Behandlung Schritt für Schritt
Die meisten Medizinerinnen hierzulande folgen dem in der Schweiz etablierten Behandlungsplan: Zuerst ein psychiatrisches Gutachten, das die Transidentität bestätigt. Dann die gezielte Blockade der Pubertät in einem sehr frühen Stadium.
Sind die Jugendlichen nach ein, zwei, manchmal drei Jahren Pubertätsblockade immer noch sicher, dass sie trans sind, werden gegengeschlechtliche Hormone – Östrogen oder Testosteron – eingesetzt. Viele Kliniken in der Schweiz machen diese Gegenhormontherapien erst ab 16 Jahren, andere schon früher. Operiert wird – zumindest in öffentlichen Kliniken – nicht vor Erreichen der Volljährigkeit.
Urteilsfähigkeit der Jugendlichen ist ein Prozess
Doch kann ein 14-, 15-, 16-jähriger Mensch beurteilen, wie er dereinst mit den Folgen hormoneller Eingriffe umgehen wird? Kann eine Jugendliche abschätzen, ob sie im späteren Leben mit einer möglichen Unfruchtbarkeit oder einem erhöhten Herzinfarkt-Risiko zurechtkommen wird?
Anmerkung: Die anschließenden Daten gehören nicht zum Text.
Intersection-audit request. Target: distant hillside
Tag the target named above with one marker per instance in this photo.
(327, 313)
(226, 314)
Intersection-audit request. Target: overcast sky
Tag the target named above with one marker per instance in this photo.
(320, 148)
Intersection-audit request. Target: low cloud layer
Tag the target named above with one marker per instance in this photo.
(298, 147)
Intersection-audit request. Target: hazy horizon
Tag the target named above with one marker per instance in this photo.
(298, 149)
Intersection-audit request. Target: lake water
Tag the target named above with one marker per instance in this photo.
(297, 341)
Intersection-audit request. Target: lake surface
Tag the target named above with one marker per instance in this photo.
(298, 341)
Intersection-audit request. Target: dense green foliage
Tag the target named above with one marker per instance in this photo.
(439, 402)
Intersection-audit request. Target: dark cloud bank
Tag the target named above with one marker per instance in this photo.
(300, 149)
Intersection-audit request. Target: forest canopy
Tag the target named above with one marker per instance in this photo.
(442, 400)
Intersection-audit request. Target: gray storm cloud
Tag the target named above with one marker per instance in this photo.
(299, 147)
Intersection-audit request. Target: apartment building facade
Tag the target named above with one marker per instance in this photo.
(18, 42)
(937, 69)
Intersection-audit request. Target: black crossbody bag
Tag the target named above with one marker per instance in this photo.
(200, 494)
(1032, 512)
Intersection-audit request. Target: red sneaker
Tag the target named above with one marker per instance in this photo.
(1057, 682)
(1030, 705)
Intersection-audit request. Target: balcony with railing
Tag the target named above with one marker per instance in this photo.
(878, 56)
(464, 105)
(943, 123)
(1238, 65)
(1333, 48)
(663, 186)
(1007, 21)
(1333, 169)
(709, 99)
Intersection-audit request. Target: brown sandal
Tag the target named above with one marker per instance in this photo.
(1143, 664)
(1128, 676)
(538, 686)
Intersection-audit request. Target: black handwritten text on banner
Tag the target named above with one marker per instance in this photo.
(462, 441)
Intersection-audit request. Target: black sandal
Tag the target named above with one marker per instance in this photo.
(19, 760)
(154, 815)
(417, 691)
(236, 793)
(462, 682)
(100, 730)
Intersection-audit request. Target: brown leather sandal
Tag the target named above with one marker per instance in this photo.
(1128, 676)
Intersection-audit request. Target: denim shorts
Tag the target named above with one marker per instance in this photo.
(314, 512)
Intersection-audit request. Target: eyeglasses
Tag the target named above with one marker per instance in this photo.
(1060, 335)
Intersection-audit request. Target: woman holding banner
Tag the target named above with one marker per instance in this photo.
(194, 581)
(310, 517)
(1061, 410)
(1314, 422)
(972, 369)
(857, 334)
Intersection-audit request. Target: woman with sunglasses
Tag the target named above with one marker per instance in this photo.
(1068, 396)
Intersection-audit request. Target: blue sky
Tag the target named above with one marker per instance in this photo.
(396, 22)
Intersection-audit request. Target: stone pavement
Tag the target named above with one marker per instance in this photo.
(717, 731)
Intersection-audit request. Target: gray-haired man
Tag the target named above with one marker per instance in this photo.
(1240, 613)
Damit Jugendliche das Ausmass von teilweise irreversiblen Eingriffen erfassen können, ist Aufklärung nötig. Ein Prozess, der Zeit braucht und in den die Eltern einbezogen werden. Dagmar Pauli und Christa Flück, die Psychiaterin und die Hormonspezialistin, empfinden gerade deshalb die Jahre der Pubertätsblockade als produktive Wartezeit.
Im Wartesaal der Pubertätsblockade
Die Pubertätsblockade sei nicht – wie von Kritikern behauptet – eine gefährliche Einbahnstrasse, die automatisch zur Behandlung mit gegengeschlechtlichen Hormonen führe. Beide Medizinerinnen haben mehrfach erlebt, dass Jugendliche während dieses Moratoriums zu ihrem Geburtsgeschlecht zurückgefunden hätten.
Entgegen der Behauptung von Kritikern gebe es keine Hinweise, dass die pubertätsblockierenden Hormone später die Fruchtbarkeit reduzierten. Das zeige die jahrzehntelange Erfahrung mit der Therapie von Kindern, die bereits im Vorschulalter in die Pubertät kommen.
Was mögliche Langzeitfolgen von Gegenhormontherapien mit Testosteron oder Östrogen bei Frühbehandelten angeht, fehlen aber immer noch zuverlässige wissenschaftliche Studien. Doch die Forschung kommt zunehmend auf Touren. Um die Therapien zu verbessern und zu lernen, was die Behandlung von heute in der Zukunft bewirkt.